Houston writes: “Essentially, any blade server can have access to any [accelerator] device. The magic, though, is in the Liqid Command Center software, which orchestrates how the devices are divided up over [PCIe].”
Liqid’s Matrix software allocates accelerators to servers, with up to 20 GPUs allocated across the eight servers in any combination, even down to 20 GPUs to a single server.
Comment
It seems to us at Blocks & Files that this MX7000 architecture and Liqid partnership means that PCIe gen 5, twice as fast as PCIe gen 4, could be adopted, opening the way to CXL 2.0 and memory pooling.
This would require Dell to equip the MX7000 with PowerEdge servers using Sapphire Rapids (Gen 4 Xen SP) processors – or PCIe gen 5-supporting AMD CPUs.
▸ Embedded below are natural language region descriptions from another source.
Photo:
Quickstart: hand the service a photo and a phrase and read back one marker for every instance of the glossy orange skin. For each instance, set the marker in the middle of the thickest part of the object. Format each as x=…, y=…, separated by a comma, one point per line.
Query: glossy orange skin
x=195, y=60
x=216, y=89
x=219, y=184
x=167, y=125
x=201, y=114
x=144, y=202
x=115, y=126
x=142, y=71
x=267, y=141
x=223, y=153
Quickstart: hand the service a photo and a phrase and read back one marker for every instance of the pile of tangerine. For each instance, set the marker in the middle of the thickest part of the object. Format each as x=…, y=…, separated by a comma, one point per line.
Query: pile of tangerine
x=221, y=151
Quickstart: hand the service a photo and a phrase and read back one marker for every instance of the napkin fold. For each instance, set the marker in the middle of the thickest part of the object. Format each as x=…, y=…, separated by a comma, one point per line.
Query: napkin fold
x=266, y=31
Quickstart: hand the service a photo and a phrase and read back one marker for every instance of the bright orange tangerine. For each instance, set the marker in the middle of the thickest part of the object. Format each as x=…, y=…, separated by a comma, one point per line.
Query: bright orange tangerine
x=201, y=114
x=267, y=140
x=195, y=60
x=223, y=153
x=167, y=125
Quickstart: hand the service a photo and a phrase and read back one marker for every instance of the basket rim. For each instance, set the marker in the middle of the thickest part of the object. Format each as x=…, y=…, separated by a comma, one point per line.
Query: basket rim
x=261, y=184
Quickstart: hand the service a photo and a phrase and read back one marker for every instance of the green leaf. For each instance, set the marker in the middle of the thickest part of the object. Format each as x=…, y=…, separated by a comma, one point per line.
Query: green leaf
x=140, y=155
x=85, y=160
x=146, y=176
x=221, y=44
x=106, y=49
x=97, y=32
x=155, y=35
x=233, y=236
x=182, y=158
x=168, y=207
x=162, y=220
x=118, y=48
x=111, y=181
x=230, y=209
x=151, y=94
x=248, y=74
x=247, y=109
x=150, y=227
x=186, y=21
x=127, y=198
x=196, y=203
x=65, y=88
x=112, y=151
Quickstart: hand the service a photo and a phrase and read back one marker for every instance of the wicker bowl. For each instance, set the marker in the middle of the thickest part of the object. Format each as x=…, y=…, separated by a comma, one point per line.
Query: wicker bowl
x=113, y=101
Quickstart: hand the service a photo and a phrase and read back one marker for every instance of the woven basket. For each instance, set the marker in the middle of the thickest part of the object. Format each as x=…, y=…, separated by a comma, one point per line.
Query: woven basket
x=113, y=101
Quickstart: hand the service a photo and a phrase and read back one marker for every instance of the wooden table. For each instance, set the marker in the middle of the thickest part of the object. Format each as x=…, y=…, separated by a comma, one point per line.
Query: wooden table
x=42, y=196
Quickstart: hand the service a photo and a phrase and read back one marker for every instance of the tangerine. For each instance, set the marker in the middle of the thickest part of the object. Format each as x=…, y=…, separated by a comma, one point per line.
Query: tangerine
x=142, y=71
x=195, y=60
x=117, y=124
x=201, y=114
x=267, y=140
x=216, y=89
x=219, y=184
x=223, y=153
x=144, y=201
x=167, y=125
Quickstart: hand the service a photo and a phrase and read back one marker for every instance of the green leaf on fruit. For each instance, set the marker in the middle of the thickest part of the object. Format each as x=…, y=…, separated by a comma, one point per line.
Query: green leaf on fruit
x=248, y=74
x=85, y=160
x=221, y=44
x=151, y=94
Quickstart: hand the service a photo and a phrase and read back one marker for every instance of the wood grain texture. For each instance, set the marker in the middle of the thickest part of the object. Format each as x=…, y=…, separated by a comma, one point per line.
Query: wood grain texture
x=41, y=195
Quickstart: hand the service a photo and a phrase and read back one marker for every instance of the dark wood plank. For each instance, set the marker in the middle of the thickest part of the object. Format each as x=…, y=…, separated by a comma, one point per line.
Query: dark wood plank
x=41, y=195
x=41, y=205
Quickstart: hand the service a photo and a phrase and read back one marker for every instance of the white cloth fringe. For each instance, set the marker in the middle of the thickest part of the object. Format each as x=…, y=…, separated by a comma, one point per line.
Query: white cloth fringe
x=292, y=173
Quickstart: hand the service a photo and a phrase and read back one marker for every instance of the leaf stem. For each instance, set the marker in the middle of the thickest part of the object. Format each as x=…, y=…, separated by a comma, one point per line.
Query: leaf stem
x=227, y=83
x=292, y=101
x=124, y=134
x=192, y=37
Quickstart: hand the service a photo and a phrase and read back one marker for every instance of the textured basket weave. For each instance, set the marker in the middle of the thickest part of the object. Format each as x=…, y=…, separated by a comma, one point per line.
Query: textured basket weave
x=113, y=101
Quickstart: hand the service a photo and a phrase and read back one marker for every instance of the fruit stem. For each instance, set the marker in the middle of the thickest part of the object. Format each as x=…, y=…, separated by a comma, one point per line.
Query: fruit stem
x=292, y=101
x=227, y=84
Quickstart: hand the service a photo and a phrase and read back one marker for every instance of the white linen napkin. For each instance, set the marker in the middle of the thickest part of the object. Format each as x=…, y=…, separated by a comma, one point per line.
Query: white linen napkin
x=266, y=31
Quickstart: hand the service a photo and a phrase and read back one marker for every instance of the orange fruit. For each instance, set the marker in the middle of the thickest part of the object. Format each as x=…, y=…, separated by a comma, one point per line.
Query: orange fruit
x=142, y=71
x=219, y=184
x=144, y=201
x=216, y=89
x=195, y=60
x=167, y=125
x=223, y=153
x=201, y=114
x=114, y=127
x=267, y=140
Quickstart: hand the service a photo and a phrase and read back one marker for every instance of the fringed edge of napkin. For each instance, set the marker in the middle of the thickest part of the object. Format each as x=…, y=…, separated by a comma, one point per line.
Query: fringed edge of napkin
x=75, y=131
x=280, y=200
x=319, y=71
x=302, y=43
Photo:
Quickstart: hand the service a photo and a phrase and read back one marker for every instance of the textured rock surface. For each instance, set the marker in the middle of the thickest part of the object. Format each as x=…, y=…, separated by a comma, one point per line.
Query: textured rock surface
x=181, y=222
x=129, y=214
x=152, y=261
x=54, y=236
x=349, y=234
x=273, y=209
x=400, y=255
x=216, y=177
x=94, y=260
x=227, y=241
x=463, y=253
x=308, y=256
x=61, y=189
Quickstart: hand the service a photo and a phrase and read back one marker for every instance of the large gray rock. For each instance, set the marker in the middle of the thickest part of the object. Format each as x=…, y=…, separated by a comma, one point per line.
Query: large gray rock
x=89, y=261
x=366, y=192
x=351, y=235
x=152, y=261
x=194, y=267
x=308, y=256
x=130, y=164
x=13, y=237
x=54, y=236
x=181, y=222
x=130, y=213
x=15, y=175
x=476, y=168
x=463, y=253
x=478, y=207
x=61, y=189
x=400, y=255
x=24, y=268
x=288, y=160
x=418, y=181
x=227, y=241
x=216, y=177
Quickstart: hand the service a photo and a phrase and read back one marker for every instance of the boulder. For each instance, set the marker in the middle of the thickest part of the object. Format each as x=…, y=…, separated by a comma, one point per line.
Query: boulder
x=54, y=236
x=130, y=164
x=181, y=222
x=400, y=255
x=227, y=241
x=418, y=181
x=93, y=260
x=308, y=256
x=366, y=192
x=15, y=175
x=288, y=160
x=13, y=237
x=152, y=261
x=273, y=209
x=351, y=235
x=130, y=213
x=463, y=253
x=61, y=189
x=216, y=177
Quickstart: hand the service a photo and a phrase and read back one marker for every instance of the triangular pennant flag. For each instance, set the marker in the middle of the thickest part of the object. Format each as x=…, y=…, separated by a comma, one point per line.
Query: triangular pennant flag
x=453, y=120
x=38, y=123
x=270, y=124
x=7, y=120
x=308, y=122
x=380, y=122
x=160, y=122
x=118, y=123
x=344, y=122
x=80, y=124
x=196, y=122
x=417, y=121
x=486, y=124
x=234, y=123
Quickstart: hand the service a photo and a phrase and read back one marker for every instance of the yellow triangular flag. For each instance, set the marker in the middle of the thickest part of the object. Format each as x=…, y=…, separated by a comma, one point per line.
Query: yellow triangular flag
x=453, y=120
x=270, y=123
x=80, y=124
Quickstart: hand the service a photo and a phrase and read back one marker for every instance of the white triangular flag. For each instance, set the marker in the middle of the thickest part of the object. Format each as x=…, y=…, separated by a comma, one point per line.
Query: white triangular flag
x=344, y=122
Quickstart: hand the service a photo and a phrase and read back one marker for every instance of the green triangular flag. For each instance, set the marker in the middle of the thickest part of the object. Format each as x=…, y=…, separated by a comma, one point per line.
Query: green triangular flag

Then Liqid will need a PCIe gen 5 HBA and switch. Once at this stage, it could provide CXL support and memory pooling with CXL 2.0.
When memory pools exist on CXL fabrics, composablity software will be needed to dynamically allocate it to servers. Suppliers like Dell, HPE, Lenovo, Supermicro etc. could outsource that to third parties such as Liqid or decide that the technology is core to their products and build it, acquire it or OEM it.
CXL memory pooling looks likely to be the boost that composability needs to enter mainstream enterprise computing and support use cases such as extremely large machine learning models. How the public cloud suppliers will use memory pooling, both internally and externally, as memory-pooled compute instances, is an interesting topic to consider.